Juneteenth commemorates the day the last enslaved African Americans learned they were free.

GRAND RAPIDS, Mich. — Juneteenth is unofficially celebrated every year on June 19, and that celebration is expected to become a federal holiday once President Joe Biden signs the bill that passed both the House and Senate. 

Ken James, Director of Inclusion for the Grand Rapids Chamber of Commerce, says he's excited about the decision.

"I think making a holiday around Juneteenth is the right thing to do," he says. "I'll also take it a step further and say people who work in places with a variety of backgrounds, we can acknowledge the significance in these workplaces, it makes a more significant workplace."
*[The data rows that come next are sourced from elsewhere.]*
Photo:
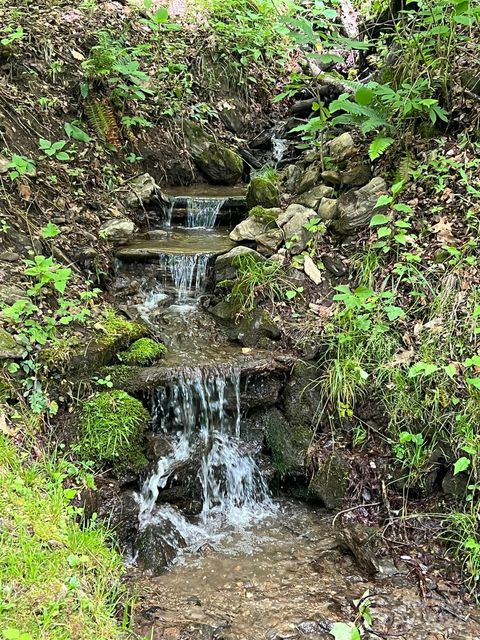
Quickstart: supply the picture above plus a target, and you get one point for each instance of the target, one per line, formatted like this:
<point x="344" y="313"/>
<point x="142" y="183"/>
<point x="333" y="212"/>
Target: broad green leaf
<point x="462" y="464"/>
<point x="379" y="219"/>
James says the extra awareness will help educate people about Juneteenth's history. Juneteenth commemorates the day the last enslaved African Americans learned they were free. Confederate soldiers surrendered in April 1865, but word didn’t reach the last enslaved Black people until June 19, when Union soldiers brought the news of freedom to Galveston, Texas. That was also about two and a half years after the Emancipation Proclamation freed slaves in the Southern states.

"I think we all benefit from having that shared history," he says.

But the Greater Grand Rapids NAACP president isn't as convinced. 

"It is a slap in the face and it's absolutely ridiculous," Cle Jackson says. 

Jackson says there's other legislation right now that should've come first, like the George Floyd Justice in Policing Act, the John Lewis Voting Rights Act and the People's Act. 

"If U.S. Congress wants to extend an olive branch, they should move forward those three pieces of legislation that actually systematically and institutionally will impact Black folks and brown folks across this country," he says.

Jackson also called the decision a political move. 

"This is a posturing move I'd say at best," he says. "For those individuals who are ecstatic and think this is a step in the right direction, I'll say more power to them, but again we have to look at real issues that improve our quality of life standards."

James says this move can further action across the country. 

"Let's look at what we can do now to continue the momentum in the right direction," he says.